Bundeskanzlerin Angela Merkel

Selbstmordanschlag nahe der Blauen Moschee

Auswärtiges Amt rät zur Vorsicht

Nach dem Terroranschlag in Istanbul hat das Auswärtige Amt seine Reise- und Sicherheitshinweise aktualisiert. Es rät Reisenden in Istanbul dringend, Menschenansammlungen vorläufig zu meiden, auch auf öffentlichen Plätzen und vor touristischen Sehenswürdigkeiten.
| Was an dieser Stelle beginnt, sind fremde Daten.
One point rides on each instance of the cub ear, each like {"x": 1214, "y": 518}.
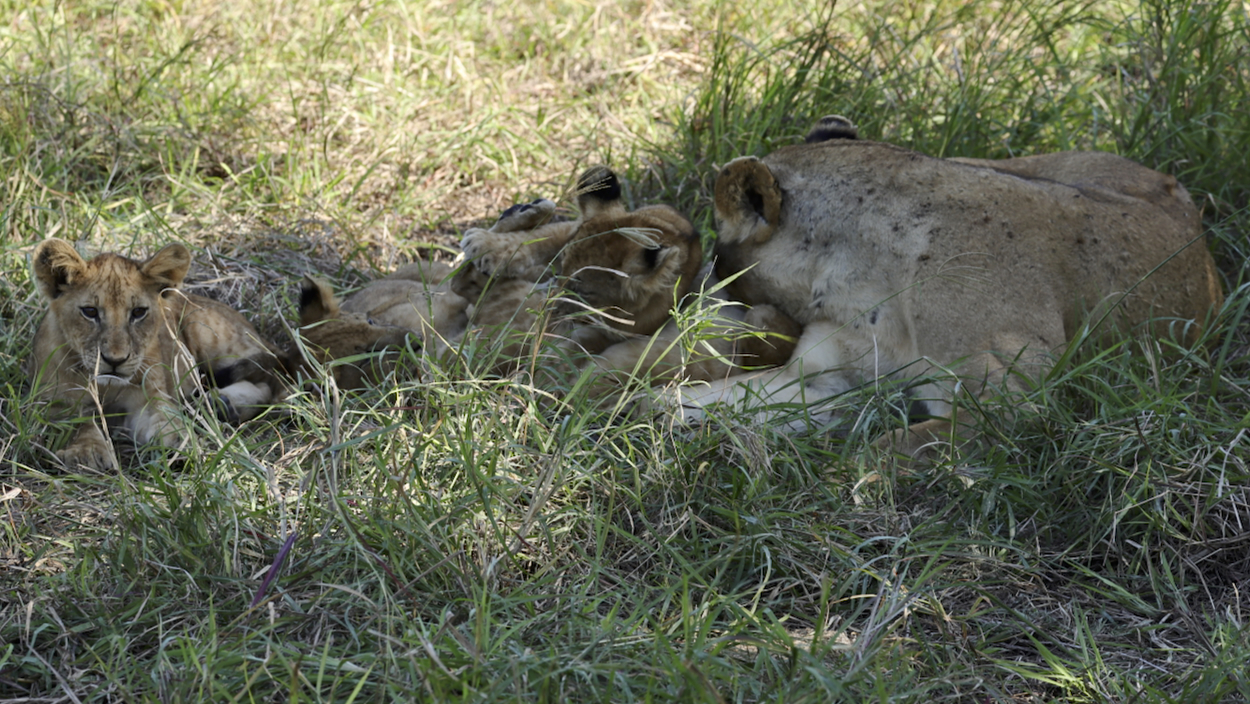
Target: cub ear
{"x": 598, "y": 191}
{"x": 316, "y": 301}
{"x": 56, "y": 266}
{"x": 831, "y": 126}
{"x": 168, "y": 266}
{"x": 748, "y": 201}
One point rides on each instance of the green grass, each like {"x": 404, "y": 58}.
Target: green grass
{"x": 459, "y": 538}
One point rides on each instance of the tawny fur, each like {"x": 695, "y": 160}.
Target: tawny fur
{"x": 634, "y": 268}
{"x": 119, "y": 336}
{"x": 906, "y": 265}
{"x": 414, "y": 305}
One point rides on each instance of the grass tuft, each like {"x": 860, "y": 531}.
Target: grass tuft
{"x": 455, "y": 535}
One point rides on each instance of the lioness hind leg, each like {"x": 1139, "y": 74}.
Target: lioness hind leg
{"x": 89, "y": 448}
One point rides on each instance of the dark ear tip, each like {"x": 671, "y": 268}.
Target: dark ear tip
{"x": 309, "y": 293}
{"x": 599, "y": 183}
{"x": 831, "y": 126}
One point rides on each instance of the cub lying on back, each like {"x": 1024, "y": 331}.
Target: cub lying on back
{"x": 905, "y": 265}
{"x": 120, "y": 330}
{"x": 631, "y": 268}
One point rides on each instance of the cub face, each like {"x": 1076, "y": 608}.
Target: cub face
{"x": 633, "y": 265}
{"x": 108, "y": 311}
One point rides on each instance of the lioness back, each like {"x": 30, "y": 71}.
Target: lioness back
{"x": 908, "y": 265}
{"x": 121, "y": 330}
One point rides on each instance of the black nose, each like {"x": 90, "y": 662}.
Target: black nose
{"x": 111, "y": 364}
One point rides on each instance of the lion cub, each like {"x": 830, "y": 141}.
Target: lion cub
{"x": 120, "y": 339}
{"x": 413, "y": 304}
{"x": 614, "y": 278}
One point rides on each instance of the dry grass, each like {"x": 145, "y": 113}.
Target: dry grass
{"x": 459, "y": 538}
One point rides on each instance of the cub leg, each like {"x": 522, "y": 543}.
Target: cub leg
{"x": 89, "y": 448}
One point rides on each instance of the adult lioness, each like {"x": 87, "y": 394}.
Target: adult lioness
{"x": 951, "y": 270}
{"x": 634, "y": 268}
{"x": 120, "y": 338}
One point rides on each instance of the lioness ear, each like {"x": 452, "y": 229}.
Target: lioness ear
{"x": 168, "y": 266}
{"x": 831, "y": 126}
{"x": 56, "y": 265}
{"x": 316, "y": 301}
{"x": 748, "y": 201}
{"x": 598, "y": 191}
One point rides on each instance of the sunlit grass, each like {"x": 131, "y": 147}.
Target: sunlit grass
{"x": 458, "y": 537}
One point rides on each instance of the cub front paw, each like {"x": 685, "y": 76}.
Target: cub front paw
{"x": 485, "y": 250}
{"x": 91, "y": 455}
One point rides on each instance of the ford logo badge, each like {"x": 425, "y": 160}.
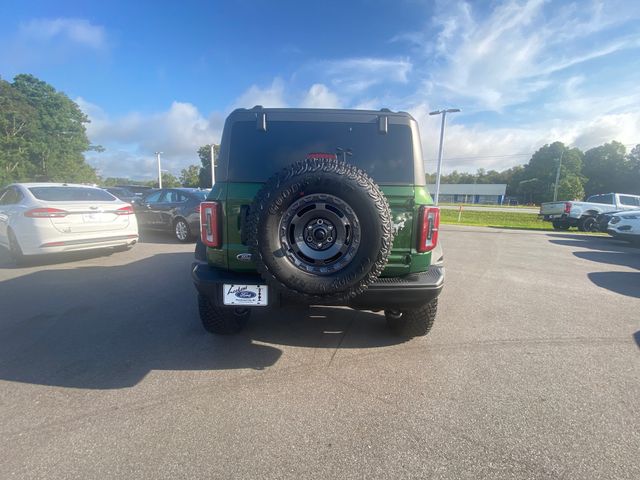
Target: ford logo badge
{"x": 244, "y": 257}
{"x": 245, "y": 294}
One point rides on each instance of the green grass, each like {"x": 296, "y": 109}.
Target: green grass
{"x": 515, "y": 207}
{"x": 529, "y": 221}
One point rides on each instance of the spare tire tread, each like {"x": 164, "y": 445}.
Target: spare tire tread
{"x": 265, "y": 200}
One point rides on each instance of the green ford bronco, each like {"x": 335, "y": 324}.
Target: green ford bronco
{"x": 319, "y": 207}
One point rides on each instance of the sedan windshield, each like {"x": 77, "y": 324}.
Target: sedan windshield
{"x": 71, "y": 194}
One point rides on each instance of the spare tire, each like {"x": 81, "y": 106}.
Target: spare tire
{"x": 320, "y": 230}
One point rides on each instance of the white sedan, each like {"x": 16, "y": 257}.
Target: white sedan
{"x": 625, "y": 226}
{"x": 40, "y": 218}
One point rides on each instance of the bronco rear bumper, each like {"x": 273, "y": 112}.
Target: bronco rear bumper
{"x": 395, "y": 293}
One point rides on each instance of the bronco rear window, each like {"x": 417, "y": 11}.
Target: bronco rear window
{"x": 255, "y": 155}
{"x": 71, "y": 194}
Und: Reisende sollen sich über die Medien und die offiziellen Reisehinweise weiter auf dem Laufenden halten.

Der Attentäter sprengte sich nach Angaben der türkischen Regierung bei einer deutschen Reisegruppe in die Luft. Diese hatte sich vor dem ägyptischen Obelisken befunden, der in der Nähe der Hagia Sophia, der Blauen Moschee und des Deutschen Brunnens steht. Die Detonation um 10.20 Uhr Ortszeit (9.20 MESZ) war noch in einigen Kilometern Entfernung zu hören. Die beiden weltberühmten Gebäude gehören zu den beliebtesten Touristenattraktionen der Türkei.

Der sogenannte Islamische Staat hatte im vergangenen Jahr mehrere Anschläge in der Türkei verübt, sich dabei aber vornehmlich auf kurdische Ziele konzentriert. Der türkische Ministerpräsident Davutoglu kündigte an, der Kampf gegen den IS werde fortgesetzt, bis die Terrormiliz keine Gefahr mehr darstelle.